In the goat model of persistent AF, we demonstrated that in 60-s-recordings the spatiotemporal distributions of AF parameters are stationary if measured within a single AF episode. A short interruption of an AF episode had little effect on this stationary behavior but interruption of longer duration changed AF parameters significantly. Sixty-second recurrence analysis illustrated that recurrent patterns were scarce and only found in a minority of the animals. AF was also shown to have highly dynamic behavior at a beat-to-beat level. Therefore, stationary spatiotemporal properties could not be attributed to stable recurrent conduction patterns during AF suggesting that the atrial myocardium may determine average AF properties even when the conduction patterns are highly variable.

Stationarity of Ablation Targets

Complex fractionated electrograms (CFAE) were reported to occur during induced AF at sites of conduction block in Wolf-Parkinson-White patients and therefore reflect areas with higher complexity of AF (Konings et al., 1997). Consequently, they might reflect zones that act as sources for AF. It was hypothesized that CFAE sites might be suitable targets for AF ablation (Nademanee et al., 2004). Initially high success rates were reported but recent randomized controlled trials failed to show superiority of PV isolation + CFAE ablation above PV isolation alone (Verma et al., 2015; Vogler et al., 2015). In other studies, high dominant frequency (DF) was found to associate with rotor sites in cholinergic AF in sheep hearts (Berenfeld et al., 2000; Mandapati et al., 2000). This notion led to hypothesis that ablating DF sites might be a valid target for AF ablation (Mandapati et al., 2000; Sanders et al., 2005). Indeed, the presence of high frequency sites inversely correlated to procedural success rates (Gadenz et al., 2017; Kimata et al., 2018) but targeting DF sites did not consistently lead to improvement of clinical outcome (Atienza et al., 2014; Gadenz et al., 2017). It is unclear whether these negative outcomes entail that CFAE and high DF indicate bystander sites instead of AF driver sites or are due to technical limitations of the methods applied.

Irrespective of the applied methods, the intrinsic assumption entail that driver sites are stable in time and space. In most studies, DF and CFAE was determined on electrograms of 2-6s.

Lau et al. (2012), Gadenz et al. (2017) The question is whether these recording lengths are sufficient to capture potential transient appearances of CFAE's or DF's. Salinet et al. reported limited reproducibility of DF zones in non-contact intra-atrial electrograms (Salinet et al., 2014). However, continuous recordings of bipolar contact electrograms showed that about 75% of CFAE's remain stable in time (Lau et al., 2015). Similarly, we found very high spatiotemporal stationarity for both FI and AFCL. Recordings of 60 s within a single episode of AF were more than sufficient to reliably capture patterns. However, the determination of the minimal recording length to obtain representative information was not addressed in this study and would require further investigations, preferably in human recordings.
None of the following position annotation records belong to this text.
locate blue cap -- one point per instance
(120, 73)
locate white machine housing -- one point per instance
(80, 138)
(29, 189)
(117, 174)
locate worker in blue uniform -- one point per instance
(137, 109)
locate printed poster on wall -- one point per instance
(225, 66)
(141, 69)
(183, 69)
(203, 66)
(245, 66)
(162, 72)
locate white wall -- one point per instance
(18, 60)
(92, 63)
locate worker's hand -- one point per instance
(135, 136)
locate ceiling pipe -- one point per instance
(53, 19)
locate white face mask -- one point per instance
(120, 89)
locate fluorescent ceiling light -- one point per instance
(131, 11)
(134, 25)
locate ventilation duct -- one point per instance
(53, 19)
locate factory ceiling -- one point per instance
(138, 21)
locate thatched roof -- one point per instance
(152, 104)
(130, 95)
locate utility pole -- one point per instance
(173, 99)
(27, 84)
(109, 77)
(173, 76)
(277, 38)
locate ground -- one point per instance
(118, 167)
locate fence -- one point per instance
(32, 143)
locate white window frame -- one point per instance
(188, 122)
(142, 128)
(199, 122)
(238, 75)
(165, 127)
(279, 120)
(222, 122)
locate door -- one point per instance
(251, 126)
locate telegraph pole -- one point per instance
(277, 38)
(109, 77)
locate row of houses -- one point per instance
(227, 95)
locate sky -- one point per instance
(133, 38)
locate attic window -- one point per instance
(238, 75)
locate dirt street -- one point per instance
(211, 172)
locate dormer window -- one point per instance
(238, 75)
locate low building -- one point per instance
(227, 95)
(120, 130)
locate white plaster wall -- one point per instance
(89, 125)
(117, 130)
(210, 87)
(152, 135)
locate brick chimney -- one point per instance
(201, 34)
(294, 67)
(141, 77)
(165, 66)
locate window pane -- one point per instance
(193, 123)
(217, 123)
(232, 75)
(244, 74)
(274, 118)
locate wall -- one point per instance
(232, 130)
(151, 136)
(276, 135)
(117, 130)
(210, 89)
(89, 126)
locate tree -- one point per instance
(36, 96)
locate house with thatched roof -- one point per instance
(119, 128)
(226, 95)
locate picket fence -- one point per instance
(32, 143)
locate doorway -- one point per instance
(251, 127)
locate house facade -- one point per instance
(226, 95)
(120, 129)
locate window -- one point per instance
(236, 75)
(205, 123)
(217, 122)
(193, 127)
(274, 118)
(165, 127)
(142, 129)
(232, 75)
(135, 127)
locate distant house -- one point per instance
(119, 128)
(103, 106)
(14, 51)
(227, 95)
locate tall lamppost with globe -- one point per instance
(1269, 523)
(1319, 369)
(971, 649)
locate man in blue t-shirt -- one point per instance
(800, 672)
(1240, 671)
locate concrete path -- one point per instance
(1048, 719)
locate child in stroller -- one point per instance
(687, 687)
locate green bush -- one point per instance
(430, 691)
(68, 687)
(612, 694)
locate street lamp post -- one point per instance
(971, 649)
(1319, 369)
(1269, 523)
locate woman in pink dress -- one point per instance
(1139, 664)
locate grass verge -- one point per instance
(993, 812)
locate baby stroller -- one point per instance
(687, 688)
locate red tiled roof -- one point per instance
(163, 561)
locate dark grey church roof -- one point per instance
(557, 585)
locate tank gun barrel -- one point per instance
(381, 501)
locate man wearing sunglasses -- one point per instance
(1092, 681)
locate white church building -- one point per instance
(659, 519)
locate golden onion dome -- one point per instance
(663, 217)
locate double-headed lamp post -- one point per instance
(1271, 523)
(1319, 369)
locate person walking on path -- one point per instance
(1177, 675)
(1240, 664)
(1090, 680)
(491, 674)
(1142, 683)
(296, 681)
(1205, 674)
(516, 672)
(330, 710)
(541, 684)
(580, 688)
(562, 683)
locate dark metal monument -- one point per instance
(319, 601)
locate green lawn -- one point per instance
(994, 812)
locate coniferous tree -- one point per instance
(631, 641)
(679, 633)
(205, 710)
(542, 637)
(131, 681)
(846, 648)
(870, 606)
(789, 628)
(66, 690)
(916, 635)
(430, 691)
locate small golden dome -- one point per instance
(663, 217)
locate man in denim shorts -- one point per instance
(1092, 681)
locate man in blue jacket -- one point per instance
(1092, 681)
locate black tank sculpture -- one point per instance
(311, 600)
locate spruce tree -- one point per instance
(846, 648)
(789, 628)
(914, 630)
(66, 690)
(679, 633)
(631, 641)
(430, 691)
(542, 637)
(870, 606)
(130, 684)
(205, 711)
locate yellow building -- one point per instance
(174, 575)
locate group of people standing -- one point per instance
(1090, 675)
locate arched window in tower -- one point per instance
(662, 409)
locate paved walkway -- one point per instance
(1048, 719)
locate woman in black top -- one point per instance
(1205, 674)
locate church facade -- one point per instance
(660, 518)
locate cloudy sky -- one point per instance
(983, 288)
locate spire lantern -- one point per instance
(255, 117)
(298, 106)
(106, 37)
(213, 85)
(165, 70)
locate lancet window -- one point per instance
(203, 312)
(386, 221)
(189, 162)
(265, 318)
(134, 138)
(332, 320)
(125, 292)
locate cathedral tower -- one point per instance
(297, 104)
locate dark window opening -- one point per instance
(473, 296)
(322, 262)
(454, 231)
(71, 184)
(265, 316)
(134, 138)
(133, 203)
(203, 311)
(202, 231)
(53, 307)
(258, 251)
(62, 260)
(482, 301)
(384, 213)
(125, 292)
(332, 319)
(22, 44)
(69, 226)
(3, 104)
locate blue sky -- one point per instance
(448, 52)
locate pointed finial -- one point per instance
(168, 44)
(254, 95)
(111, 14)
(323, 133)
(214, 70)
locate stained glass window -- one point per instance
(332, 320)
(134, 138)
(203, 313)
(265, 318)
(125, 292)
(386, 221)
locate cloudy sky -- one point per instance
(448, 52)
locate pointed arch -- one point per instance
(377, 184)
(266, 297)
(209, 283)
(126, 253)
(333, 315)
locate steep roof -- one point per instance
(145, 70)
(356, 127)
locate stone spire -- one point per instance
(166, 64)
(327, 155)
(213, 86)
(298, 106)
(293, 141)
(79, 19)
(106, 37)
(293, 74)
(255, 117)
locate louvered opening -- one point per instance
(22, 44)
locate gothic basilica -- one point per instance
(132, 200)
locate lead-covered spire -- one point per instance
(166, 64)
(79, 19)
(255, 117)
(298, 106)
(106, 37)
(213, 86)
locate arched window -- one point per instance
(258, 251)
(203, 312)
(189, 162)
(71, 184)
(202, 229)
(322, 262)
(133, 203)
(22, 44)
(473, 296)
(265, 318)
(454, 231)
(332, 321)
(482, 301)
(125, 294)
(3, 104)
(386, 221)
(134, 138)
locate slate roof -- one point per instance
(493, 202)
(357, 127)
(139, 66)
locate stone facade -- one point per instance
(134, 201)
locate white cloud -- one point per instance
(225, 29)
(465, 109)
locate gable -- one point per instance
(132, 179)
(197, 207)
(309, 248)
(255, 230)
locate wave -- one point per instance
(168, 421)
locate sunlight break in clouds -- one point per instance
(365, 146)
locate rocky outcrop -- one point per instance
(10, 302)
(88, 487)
Stationarity of Conduction Properties

Both AFCL and FI are parameters that are derived from single electrograms. Therefore, they reflect AF properties of a limited area. Parameters that account for spatial characteristics of conduction, such as CV and LD had comparably high stationary properties too. Stationarities were lower when AF patterns were taken into account. Preferentiality of conduction direction was subject to largest variability, indicative of dynamic conduction patterns. Breakthroughs were found at almost all electrodes and clear preferential regions of epicardial focal spread of activation were present. Recurrence analysis revealed that half of the goats exhibit periods of repetitive BT's of variable durations. Whether these sites are important for the perpetuation of AF, as proposed by Lee et al. (Lee et al., 2015), warrants further investigation.

In general, AF wave and recurrence analysis revealed multiple propagating wave fronts with a small number of recurrent patterns. Hence, it is unlikely that the high degree of stationary of AF property maps is caused by stable and frequent conduction patterns. Therefore, we conclude that the atrial structure and local electrophysiological properties are likely to determine average AF properties even if the conduction patterns as such are very variable. This might imply that the relatively large variation in AF complexity (3.8–11 waves/cycle), among animals without substantial structural remodeling (Verheule et al., 2010), may—at least partly—be driven by the individual atrial architecture.

Are AF Properties Independent From the AF Episode?

If AF properties would only be determined by the atrial architecture, then the initiation conditions should not affect AF properties. We therefore examined the effect of different episodes of AF. We found that stationarity is conserved if two AF episodes are relative close in time (~2 min). This observation is in line with Redfearn et al. who found that ~80% of CFAE regions were confirmed when the atria were remapped after a 10 min interval of sinus rhythm (Redfearn et al., 2009). This implies that atrial structure has a prominent role on conduction properties during AF. However, stationarity of AF properties was lower when AF was interrupted >1 h. Because atrial structure does not change in this time interval, we propose that some form of acute recovery from electrical remodeling affected the atrial substrate. This observation might be of clinical importance since some symptomatic AF patients are cardioverted to sinus rhythm before AF ablation. Re-induction of AF during the procedure may reveal other AF patterns or drivers than originally were present with the risk that the leading mechanism cannot be identified.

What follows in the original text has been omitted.